The top five tech trends to watch in 2026

Industry Trends | December 03, 2025


It’s that time of year again, when everyone makes predictions about what will (or won’t) happen in 2026.

I don’t do predictions. I do, however, prognosticate. And if your superpower is also pedantry, you already know that means I derive implications from data and trendlines, not tea leaves. Prognostication isn’t prophecy; it’s pattern recognition with receipts. I don’t guess what’s coming; I extrapolate from what’s already moving and measure how fast it’s gaining momentum.

In other words: I’m not predicting the future. I’m just paying attention to the parts of the present everyone else is ignoring.
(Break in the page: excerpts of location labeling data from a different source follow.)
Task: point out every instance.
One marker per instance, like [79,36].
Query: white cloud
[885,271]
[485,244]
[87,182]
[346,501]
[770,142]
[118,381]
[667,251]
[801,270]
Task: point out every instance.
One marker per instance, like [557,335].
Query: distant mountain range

So, with that in mind, I am happy to share what I believe are the top five tech trends to watch in 2026. You ready? We’re doing it anyway. Let’s go.

1. Inference 

becomes the dominant cost center, overtaking training

We’ll see a major shift: enterprises will spend more on inference infrastructure (serving, scaling, latency) than on training. Training is episodic; inference is 24/7. I’ve already flagged this trend, and the market is seeing indicators of the same. Our research told us 80% of organizations were already operating their own inferencing services. That moves it firmly into the list of “first class workloads” and indicates significant costs shifting already.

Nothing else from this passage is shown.